I tried that, sadly it didn't help.

I really don't want to brick my notebook by letting wine handle my bios  :Wink: . The win10 route would probably work, but I wouldn't want to try as long as I'm not convinced that a bios update would help.

//EDIT:

I gotta change that "doesn't add anything useful" to: It adds cooling_method under /sys/ and accepts "Max performance" and "Battery Optimized" - but Performance seems to be the default or at least it doesn't really reduce temperature (by much).

----------

## Telemin

Did you try looking to see what acpitool is able to control for you?  I just used it to query something on one of my own machines and that reminded me that it supports a bunch of asus and toshiba specific ACPI methods for fans, leds etc.  Could be worth a look perhaps?

-Telemin-

----------

## Manu311

I don't really know anything about acpitool, however -T (toshiba) shows:

 *Quote:*   

>  Could not open file : /proc/acpi/toshiba/lcd
> 
>  function Do_LCD_Info : make sure your kernel has Toshiba ACPI support enabled.
> 
>  Could not open file : /proc/acpi/toshiba/video
> ...

 

According to lsmod the module toshiba_acpi is loaded however.

The only "real" informations I could get out of acpitool were battery, cpu-stats and this:

 *Quote:*   

>   Thermal info   : <not available>

 

If I miss something, could you point me at the flags that would show something useful?

----------

## Telemin

I'm afraid that was a last "Hail Mary" idea, sorry.  I don't know any more detail about acpi fan control as I have never had a machine that has been done that way.

The only thing I have left to ask is: are you sure that the fan is working properly?  It could be a physical issue with the fan that is preventing it spinning up fully.  Again, this is pure speculation and nothing more.

I guess options beyond this involve getting in touch with developers who are known to work on these things - acpitools devs, acpi-toshiba contributors etc. and see if they are able to help.

-Telemin-

----------

## Manu311

The problem was there since I buyed the notebook (new) 4 years ago.
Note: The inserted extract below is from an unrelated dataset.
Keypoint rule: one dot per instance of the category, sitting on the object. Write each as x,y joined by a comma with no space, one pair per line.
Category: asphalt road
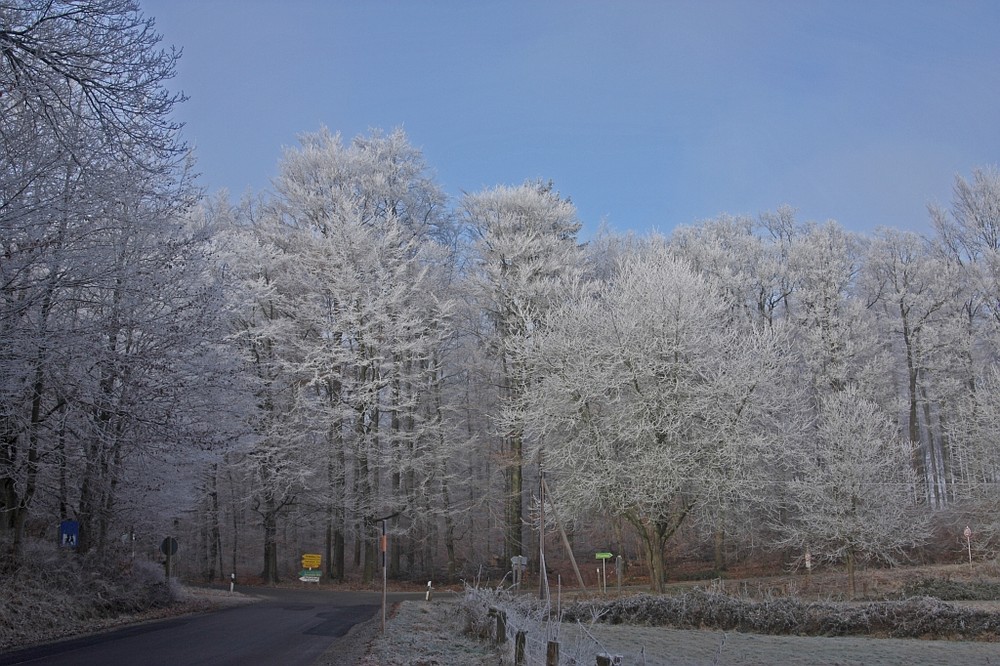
289,627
The fan is spinning at a rather high speed for a few seconds, but then the temperature fell low enough and it turns off again. Temperature rises again, etc.

However I think the fan is using a different sensor, since I can't find any real correlation between the three sensors I can read ("Package id 0", "Core 0", "Core 1"). Sometimes the fan spins rather fast at 75°C, sometimes it's not and hitting the 85°C that causes an emergency shutdown.

I guess I'll search for a second hard disk where I can install a Windows XP or something to update the bios the "save"-way and hope for some improvements.

Thanks for your ideas anyways - if anyone still has some: go ahead, I'll try it.

I'll post if something changed, so as long as I don't do that: the issue is still there.

----------